I think JD on Scrubs had the definitive statement on birth parties
Warning - vajayjay word at the end of the clip, in case that’s NSFW wherever you are.
*Just to further outrage people, the Mr. and I have identified my Push Present:
I’m usually not a big fan of logo bags, but I really like daisies, and this one is nice and big so I can fit lots of loot in it.
*I’m assuming outraged based on:
a) getting a push present
b) it being a designer handbag
c) it being a logoed designer handbag
d) whatever else people choose to get outraged over
People keep saying “it ain’t like on television!
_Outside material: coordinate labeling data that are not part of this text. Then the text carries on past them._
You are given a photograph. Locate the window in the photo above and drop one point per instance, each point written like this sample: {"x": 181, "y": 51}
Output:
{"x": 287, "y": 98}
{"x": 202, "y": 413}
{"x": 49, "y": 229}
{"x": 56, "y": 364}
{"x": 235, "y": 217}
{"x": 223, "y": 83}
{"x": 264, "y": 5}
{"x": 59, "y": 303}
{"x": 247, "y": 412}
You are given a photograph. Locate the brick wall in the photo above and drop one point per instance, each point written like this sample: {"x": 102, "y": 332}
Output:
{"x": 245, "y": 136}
She thinks it’s gonna be nice like on television… it ain’t!” (apologies for dialectic; I’m reading Grapes of Wrath right now)
I’ve never seen a television birth that was very nice. My mother promises me that it involves a lot less screaming that TV dramas like to show… and my only other reference for television births are the Discovery Health Channel shows, which involve a lot of fear, uncertainty, crying, dropping heart rates, and emergency c-sections.
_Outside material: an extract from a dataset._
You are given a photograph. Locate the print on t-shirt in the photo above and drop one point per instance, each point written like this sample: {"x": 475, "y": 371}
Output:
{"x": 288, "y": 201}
I mean… when Dooce had her first baby, she (she! Dooce!) felt compelled to tell us that giving birth was actually a lot more pleasant than she’d been lead to believe.
What TV shows are y’all thinking of…?
Oh, the ones where the whole thing is over in less than 5 minutes, and Lamaze breathing actually takes away ALL pain, where mom’s hair and makeup is only slightly mussed, where no poop is present, or water, or meconium or blood, where Dad has enough perspective to make wry comments, and Mom has enough strength and breath to laugh at them (and vice versa), where taxi drivers make better OBs than well, OBs, where C-sections are not suddenly necessary NOW and where deliveries have the requisite Happy Ending with the Perfect Gerber Baby.
Those TV births. IOW, all of them.
Ah, I see you have been watching Discovery channel. That might well be the other extreme. I think most of us were referring to sitcom/prime time TV show “births”.
My labor was 52 hours, with 90 minutes of pushing… that would have been one hell of a party. Add me to the list of “wouldn’t have wanted a bunch of people there”… but honestly, I was so exhausted that I couldn’t even scream and was falling asleep between pushes at the end, so I might not have noticed. Plus it was a teaching hospital so people were wandering in and out the whole time anyway.
Well, there was that episode of **The Golden Girls ** where the daughter of one of them was touring the woo woo birthing palace listening to some woman down the hall scream bloody murder and the slutty one says maybe you should just have it at our house, and the oldest one says ‘yeah, at least you’ve already got the stirrups on your bed.’
I read it correctly as “Birth Party”, but I also thought it was going to be about a Tea Party splinter faction.
interesting. different strokes for different folks. I have 5 kids. By the time I had popped out my first two, i realized that hospital birth had its ups ( few) and downs ( many). My 3rd birth took place in a blow up pool in my back bedroom. Aunts and Uncles Grandmas and Grandpas took care of the older children who were free to come in at will with their assigned caretakers. We were blessed to have twin girls who had their whole family present at their beautiful births. One of my favorite memories is my sweet oldest daughter gently trying to wash some of the vernix off her new sisters head. Totally unafraid and totally accepting of this new creature. My son cut the second babies umbilical cord with assistance from the midwives. He and his sister have a special bond… " I made your belly button"
I had been strengthened by a strong circle of women during my labor at one point surrounding the tub in a wise quorum. I could feel the strength of their good vibes and karma as I dealt with the waves of the contractions.
4 generations in the house that day. Very special.
Like I said , different strokes for different folks.